28 Fed.Reg. 5540, 5541 (1963) (Emphasis added.) It was pursuant to the above directions of the Commission and the approval of the Seventh Circuit4 that the investigation now under review by us was initiated. The' issues to be decided have remained substantially the same throughout, although the record at one point was reopened and the issues revised to allow consideration of the effect that subsequently added 1967 rates for non-press users would have upon the widespread dissemination of news if applied to the press. Nowhere, however, was it ordered that the reasonableness of the 1967 rates in their general application was to be determined in the proceeding now under review, but rather the proceeding was to remain one of determining the propriety of establishing “a special press rate classification.” A. T. & T. et al„ 11 F.C.C.2d 689, 694 (1968).

With the above-mentioned history as background we can more intelligently discuss the main issues involved in this appeal. The first problem that arises is determining who has the burden of ultimate persuasion in a proceeding of this nature. Must the press parties affirmatively show that the widespread dissemination of news will be impaired or is it only necessary, as they claim, for them to merely come forward with some meager evidence which thereby shifts the burden of persuasion to the carriers? The press parties also argue that, if the burden of ultimate persuasion is to be placed on their shoulders, they have nevertheless borne it successfully.

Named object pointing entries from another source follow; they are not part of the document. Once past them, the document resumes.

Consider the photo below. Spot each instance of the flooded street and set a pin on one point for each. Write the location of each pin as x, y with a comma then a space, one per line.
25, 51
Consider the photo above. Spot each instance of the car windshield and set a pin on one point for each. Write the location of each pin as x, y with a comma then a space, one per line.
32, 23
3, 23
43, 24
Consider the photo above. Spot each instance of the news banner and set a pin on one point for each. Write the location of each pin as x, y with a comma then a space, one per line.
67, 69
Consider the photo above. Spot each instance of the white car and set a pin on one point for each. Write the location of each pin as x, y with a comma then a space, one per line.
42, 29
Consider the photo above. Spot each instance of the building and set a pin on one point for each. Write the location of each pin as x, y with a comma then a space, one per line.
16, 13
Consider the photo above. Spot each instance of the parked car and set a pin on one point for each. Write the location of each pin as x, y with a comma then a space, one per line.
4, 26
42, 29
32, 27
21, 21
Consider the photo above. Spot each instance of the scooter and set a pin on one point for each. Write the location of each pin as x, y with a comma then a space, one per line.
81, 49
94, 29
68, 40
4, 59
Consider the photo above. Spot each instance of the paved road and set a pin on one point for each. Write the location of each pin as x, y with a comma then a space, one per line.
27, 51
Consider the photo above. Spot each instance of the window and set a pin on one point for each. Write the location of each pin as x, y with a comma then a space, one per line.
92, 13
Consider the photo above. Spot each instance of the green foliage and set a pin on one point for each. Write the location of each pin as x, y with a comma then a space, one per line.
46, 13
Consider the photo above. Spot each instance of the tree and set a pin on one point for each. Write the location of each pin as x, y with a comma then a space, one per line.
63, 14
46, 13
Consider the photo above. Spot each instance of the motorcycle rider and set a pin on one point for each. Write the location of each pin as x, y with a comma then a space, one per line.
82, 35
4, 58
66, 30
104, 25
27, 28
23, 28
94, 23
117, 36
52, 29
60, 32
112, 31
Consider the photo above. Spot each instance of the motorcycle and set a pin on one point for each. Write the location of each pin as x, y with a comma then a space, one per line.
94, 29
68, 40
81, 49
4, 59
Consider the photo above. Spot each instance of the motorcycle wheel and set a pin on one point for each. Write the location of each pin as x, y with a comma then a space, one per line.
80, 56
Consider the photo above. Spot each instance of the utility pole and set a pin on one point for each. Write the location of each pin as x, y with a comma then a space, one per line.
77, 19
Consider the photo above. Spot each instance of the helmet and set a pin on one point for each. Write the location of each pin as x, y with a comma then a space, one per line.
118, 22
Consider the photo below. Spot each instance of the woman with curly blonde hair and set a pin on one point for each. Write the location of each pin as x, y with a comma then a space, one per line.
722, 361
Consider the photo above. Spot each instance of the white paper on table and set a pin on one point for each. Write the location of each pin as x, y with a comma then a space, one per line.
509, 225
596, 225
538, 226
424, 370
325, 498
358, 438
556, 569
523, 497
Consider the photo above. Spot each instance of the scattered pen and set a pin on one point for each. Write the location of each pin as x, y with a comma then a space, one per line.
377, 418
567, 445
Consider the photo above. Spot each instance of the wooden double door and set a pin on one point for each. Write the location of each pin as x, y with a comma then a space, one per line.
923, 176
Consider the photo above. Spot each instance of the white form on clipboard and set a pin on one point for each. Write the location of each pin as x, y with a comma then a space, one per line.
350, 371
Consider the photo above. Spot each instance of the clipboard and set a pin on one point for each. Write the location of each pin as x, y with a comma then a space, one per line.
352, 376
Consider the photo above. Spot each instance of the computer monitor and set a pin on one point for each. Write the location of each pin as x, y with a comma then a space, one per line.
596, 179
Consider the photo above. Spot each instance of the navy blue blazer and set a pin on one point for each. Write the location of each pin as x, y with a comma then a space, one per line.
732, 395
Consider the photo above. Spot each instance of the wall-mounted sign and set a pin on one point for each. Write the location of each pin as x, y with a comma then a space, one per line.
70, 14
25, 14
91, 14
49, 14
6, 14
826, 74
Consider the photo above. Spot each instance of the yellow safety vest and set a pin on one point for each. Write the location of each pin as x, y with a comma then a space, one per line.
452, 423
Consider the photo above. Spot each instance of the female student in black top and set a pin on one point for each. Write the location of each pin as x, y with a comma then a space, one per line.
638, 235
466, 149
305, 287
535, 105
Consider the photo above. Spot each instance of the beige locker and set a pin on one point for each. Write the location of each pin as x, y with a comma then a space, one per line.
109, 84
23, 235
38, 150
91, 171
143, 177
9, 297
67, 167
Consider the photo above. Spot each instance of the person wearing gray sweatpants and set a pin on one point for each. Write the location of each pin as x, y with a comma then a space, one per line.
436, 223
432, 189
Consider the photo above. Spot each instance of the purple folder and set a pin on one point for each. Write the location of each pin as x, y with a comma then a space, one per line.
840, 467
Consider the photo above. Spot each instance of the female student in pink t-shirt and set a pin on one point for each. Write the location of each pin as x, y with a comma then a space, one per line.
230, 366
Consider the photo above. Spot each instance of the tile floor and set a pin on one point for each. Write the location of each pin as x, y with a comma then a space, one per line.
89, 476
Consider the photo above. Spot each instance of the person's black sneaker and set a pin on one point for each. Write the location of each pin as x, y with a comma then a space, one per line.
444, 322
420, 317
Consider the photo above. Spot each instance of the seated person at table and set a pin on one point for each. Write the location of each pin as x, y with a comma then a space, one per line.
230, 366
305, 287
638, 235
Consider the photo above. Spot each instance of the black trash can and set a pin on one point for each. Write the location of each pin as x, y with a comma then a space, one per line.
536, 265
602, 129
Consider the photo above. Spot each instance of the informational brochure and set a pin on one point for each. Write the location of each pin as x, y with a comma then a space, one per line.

Petitioners rely on section 204 of the Act, 47 U.S.C. § 204 (1964), as authority for placing the burden of proof upon the carriers. This section provides in pertinent part:

At any hearing involving a charge increased, or sought to be increased, after the organization of the Commission, the burden of proof to show that the increased charge, or proposed increased charge, is just and reasonable shall be upon the carrier * * *.

47 U.S.C. § 204 (1964). Any reliance by petitioners on this section of the Act is warrantless.